Die Fensterindustrie befand sich bereits vor der Pandemie in einem Konsolidierungsprozess, der durch immer höhere Komplexität in der Wertschöpfungskette und steigenden Preisdruck angetrieben wurde. Covid-19 beschleunigt diesen Wandlungsprozess nun zusätzlich. Im nächsten Jahrzehnt wird sich die gesamte Wertschöpfungskette der Fensterindustrie massiv verändern:
Die konjunkturellen Auswirkungen von Covid-19 werden zusätzlich für einen Anstieg der Insolvenzen und der Konsolidierung in der europäischen Wettbewerbslandschaft führen. „Hersteller, die diese Komplexität in den Griff bekommen, werden den Wettbewerb in den kommenden Jahren dominieren. Alle anderen Spieler werden zwangsläufig weiter an Boden verlieren“, sagt Christoph Blepp, Partner bei S&B Strategy.

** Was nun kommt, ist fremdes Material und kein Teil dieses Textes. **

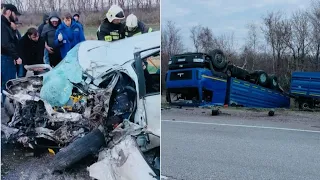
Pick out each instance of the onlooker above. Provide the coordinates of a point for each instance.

Marktseitige Aussichten grundsätzlich blendend
Das Ziel, einen klimaneutralen Gebäudebestand bis 2050 zu erreichen, ist nur über eine europäische, fokussierte Renovierungswelle zu erreichen; und selbst dann wird es sehr herausfordernd, dies zu erreichen. Dreh- und Angelpunkt sind dabei Fenster und Fassaden, welche bei einem Großteil des Gebäudebestandes heute noch nicht auf dem erforderlichen Stand hinsichtlich ihrer Klima-Effizienz sind. Darüber hinaus wird die Wohnungsknappheit in Deutschland auch die Nachfrage nach Fenstern in naher Zukunft nicht abreißen lassen.
Um diese Entwicklungen nutzen zu können, können sowohl organische als auch anorganische Hebel genutzt werden.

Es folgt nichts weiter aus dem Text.